The last actions i made was first to update Keycloak from 24.0.5. to 25.0.2 (after which all clients were still working). Afterwards i updated NOMAD from 1.2.2 (?)/the previous "latest" to 1.3.3, which then caused said issue. All other clients still work. Unfortunately the migration steps section does not mention any mandatory steps for going from 1.2.2 to 1.3.3, thus i assumed that any mandatory action will be executed on first start in the background. Before doing the update, i did not delete any container volume. Maybe there is now some old data leftover which causes the issue. Can you tell me which container volume i can safely delete without losing scientific data? Is there any possibility to increase the log level and inspect the authentication process (specifically why the token that is obviously sent never makes it to the web storage as bearer token)?

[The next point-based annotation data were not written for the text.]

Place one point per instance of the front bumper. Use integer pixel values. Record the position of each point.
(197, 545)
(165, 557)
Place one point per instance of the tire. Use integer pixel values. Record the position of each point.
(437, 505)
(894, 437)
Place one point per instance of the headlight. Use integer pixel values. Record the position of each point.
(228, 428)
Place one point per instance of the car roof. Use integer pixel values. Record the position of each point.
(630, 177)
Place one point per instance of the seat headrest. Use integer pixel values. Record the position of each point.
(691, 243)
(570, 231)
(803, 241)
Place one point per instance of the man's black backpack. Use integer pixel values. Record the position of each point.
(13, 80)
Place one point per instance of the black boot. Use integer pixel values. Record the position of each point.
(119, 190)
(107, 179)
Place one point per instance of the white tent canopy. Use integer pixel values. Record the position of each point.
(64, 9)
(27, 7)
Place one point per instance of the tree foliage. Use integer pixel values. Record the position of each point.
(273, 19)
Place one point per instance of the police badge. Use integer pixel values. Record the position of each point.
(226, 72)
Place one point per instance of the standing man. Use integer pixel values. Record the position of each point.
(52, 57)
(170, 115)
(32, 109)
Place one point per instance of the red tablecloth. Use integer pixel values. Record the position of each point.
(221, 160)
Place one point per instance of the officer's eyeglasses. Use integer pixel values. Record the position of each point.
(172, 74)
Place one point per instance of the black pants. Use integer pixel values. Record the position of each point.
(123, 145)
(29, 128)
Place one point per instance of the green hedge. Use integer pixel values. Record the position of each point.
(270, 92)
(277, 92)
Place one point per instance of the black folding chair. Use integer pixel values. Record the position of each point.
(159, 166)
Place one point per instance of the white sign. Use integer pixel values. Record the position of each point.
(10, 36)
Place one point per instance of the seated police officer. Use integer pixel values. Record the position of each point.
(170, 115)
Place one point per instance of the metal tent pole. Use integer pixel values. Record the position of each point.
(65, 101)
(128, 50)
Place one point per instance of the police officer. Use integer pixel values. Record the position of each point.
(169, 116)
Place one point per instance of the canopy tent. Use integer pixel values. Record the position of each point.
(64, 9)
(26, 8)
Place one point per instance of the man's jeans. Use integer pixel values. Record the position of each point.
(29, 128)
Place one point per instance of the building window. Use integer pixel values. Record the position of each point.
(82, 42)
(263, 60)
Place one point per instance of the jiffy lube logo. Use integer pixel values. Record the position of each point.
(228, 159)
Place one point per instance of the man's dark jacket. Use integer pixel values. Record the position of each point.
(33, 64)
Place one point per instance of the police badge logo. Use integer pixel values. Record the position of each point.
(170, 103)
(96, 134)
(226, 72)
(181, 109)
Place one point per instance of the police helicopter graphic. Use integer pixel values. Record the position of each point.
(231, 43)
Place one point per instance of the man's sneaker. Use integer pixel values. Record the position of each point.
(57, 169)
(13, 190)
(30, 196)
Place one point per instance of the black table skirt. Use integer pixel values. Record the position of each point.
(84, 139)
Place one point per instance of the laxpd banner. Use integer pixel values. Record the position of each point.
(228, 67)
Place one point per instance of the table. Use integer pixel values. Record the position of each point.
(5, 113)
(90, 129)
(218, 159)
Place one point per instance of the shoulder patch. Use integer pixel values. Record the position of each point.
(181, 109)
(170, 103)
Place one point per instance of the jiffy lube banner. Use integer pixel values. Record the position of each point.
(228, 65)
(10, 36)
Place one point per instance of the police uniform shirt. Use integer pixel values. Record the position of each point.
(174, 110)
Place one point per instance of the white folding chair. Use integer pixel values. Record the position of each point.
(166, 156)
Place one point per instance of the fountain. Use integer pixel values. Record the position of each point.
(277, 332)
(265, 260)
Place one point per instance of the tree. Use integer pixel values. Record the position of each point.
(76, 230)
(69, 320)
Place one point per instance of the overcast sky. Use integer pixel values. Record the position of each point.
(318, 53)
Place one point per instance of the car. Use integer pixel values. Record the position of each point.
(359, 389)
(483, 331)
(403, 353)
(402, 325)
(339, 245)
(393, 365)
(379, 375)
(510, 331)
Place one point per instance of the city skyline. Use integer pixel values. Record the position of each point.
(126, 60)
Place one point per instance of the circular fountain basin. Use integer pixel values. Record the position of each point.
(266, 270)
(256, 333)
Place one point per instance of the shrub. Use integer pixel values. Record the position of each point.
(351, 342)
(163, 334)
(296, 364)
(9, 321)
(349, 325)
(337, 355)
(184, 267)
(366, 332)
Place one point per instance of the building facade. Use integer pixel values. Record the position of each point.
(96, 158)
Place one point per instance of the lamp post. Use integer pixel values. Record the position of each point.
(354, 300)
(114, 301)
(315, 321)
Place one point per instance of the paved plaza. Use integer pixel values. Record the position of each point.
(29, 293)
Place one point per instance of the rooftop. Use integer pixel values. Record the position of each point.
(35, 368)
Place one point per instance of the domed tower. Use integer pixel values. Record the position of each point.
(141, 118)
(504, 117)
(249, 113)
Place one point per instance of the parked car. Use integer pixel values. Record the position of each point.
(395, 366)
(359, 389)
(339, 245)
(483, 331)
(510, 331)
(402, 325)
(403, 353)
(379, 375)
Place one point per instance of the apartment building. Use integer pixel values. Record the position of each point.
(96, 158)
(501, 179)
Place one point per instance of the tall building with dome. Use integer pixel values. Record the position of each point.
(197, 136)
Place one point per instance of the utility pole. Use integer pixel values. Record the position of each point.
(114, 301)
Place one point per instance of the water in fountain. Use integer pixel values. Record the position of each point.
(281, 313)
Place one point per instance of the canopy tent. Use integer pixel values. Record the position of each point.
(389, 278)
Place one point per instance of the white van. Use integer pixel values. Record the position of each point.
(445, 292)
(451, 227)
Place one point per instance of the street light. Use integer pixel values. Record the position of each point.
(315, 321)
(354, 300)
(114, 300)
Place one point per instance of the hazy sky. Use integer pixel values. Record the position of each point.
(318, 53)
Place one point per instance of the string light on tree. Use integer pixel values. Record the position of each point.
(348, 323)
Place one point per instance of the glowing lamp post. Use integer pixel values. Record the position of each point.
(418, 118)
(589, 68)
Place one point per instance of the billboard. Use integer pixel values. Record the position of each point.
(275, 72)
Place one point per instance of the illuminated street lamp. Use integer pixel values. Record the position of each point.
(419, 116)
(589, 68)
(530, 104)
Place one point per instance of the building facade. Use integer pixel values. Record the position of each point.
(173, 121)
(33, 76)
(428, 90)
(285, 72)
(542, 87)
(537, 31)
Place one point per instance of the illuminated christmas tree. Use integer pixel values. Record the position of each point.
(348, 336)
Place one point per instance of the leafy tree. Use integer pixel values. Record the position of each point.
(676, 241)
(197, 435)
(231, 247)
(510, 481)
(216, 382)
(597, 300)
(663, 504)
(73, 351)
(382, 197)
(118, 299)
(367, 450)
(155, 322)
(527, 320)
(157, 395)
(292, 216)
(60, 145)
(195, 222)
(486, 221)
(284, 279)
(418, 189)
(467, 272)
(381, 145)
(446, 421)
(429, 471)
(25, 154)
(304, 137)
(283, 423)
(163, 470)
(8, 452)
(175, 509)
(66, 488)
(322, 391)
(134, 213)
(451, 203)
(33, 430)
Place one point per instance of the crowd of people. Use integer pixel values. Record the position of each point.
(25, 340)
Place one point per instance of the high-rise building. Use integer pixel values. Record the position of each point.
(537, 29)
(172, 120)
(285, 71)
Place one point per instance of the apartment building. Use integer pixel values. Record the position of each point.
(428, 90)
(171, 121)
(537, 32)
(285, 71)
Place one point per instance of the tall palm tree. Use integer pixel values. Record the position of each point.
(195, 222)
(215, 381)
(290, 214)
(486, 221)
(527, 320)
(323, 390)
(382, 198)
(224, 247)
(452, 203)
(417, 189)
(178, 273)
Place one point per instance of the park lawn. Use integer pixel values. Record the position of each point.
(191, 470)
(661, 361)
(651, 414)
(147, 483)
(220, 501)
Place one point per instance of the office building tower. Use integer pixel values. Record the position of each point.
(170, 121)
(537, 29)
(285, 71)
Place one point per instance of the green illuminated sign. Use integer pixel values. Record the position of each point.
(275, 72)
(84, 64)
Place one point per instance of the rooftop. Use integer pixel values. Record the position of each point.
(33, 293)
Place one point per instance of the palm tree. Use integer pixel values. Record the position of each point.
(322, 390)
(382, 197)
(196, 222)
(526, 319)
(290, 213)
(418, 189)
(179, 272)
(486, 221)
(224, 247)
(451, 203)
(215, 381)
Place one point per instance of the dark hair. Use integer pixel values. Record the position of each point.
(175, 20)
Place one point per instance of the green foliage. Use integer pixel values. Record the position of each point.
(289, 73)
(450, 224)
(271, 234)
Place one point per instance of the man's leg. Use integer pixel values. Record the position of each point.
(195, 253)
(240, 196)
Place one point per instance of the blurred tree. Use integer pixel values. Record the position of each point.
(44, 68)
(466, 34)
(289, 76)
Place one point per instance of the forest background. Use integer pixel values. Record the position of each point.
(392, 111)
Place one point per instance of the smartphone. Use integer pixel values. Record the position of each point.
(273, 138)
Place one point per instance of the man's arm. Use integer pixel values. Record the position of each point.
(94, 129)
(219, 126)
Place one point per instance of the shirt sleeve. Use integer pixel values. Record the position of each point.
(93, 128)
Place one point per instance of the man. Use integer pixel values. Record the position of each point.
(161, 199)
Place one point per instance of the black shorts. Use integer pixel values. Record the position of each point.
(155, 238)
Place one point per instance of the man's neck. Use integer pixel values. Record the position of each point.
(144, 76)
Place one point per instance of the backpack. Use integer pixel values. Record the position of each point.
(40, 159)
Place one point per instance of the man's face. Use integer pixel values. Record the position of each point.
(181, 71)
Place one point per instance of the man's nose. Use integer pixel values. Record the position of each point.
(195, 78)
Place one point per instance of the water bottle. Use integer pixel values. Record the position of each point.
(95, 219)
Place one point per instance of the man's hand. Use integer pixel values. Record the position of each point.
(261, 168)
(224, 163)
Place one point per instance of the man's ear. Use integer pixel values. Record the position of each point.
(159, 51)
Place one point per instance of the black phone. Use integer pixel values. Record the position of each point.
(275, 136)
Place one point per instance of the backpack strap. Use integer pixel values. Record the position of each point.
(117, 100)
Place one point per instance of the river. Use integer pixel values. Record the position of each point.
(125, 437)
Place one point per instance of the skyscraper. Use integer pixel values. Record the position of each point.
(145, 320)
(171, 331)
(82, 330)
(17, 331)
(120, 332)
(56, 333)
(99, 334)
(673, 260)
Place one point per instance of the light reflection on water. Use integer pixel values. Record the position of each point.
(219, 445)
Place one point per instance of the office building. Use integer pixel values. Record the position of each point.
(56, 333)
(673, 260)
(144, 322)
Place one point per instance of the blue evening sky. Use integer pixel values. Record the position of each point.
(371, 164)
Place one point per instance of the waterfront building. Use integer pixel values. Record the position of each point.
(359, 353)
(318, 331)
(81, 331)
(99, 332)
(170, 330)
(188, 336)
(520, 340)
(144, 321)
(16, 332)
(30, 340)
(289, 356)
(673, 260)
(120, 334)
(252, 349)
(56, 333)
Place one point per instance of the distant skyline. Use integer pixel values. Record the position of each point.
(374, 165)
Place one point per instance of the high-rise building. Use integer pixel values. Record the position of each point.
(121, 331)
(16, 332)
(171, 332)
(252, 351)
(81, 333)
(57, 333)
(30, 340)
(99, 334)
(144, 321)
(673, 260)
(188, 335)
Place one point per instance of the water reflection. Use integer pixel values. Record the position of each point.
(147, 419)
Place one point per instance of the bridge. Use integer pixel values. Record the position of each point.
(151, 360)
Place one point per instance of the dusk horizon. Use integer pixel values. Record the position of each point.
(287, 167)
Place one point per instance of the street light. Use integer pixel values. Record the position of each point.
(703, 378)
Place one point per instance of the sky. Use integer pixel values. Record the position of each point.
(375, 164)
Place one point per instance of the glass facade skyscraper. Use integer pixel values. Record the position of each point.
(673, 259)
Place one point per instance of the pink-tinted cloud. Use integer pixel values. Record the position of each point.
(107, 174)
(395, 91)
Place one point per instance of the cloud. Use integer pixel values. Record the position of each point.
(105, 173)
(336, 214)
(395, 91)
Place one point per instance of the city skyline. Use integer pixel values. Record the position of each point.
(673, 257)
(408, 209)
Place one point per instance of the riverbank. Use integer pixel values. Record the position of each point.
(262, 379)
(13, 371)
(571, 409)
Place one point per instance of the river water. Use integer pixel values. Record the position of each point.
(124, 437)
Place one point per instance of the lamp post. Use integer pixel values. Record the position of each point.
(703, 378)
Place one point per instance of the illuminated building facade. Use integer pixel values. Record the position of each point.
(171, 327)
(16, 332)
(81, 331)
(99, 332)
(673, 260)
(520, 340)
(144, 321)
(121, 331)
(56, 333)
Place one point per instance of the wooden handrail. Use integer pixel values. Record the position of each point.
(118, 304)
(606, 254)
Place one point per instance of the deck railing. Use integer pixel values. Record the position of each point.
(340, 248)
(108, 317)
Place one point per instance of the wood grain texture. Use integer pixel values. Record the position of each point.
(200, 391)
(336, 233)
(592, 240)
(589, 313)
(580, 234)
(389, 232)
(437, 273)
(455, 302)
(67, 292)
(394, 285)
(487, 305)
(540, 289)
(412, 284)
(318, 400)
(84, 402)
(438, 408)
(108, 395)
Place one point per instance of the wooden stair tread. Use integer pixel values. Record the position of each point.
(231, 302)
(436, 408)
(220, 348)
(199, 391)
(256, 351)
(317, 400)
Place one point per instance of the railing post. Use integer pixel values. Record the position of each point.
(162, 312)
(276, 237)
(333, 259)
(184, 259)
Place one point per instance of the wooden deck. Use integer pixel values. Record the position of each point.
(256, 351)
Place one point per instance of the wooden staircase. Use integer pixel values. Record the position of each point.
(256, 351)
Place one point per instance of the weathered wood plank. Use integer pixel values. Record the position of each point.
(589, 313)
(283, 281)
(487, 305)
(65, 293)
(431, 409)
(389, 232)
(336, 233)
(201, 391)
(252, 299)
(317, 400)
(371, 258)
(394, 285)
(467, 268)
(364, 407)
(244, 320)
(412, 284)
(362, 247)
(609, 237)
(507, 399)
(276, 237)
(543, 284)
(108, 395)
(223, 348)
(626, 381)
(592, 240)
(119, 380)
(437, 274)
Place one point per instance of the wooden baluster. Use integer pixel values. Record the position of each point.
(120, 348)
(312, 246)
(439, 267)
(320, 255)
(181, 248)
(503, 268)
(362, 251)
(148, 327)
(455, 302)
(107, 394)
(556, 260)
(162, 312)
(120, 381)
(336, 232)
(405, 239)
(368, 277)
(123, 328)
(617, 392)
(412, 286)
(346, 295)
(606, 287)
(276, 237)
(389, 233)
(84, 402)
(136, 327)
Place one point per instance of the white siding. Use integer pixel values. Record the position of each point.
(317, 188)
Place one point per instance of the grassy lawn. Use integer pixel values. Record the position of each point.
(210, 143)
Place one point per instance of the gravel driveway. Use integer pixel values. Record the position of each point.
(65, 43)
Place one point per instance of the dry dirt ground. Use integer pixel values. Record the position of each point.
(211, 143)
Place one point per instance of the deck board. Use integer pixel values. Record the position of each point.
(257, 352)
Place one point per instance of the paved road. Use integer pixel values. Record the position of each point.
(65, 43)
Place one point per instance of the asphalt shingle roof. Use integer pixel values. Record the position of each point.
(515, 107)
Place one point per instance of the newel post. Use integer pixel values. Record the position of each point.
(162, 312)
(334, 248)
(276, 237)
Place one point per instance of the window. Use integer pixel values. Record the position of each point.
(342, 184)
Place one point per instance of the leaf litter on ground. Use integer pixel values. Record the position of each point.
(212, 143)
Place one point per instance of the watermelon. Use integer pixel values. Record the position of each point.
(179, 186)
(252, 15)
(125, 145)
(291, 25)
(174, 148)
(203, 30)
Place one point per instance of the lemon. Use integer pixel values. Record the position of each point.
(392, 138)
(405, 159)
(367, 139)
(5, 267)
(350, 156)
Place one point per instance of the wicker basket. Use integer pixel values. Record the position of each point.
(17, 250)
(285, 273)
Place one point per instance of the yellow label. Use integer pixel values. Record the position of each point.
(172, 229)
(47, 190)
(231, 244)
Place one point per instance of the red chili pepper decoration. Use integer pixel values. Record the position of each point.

It should be possible to increase the Python log level in nomad.yaml
(services.console_log_level
) to something like DEBUG
, but I would assume that the default level of WARNING
would already catch any possible problem. I don't think anything that is persisted in the Docker volumes can affect the authentication process, and in general, I would avoid removing any of the volumes if not absolutely necessary.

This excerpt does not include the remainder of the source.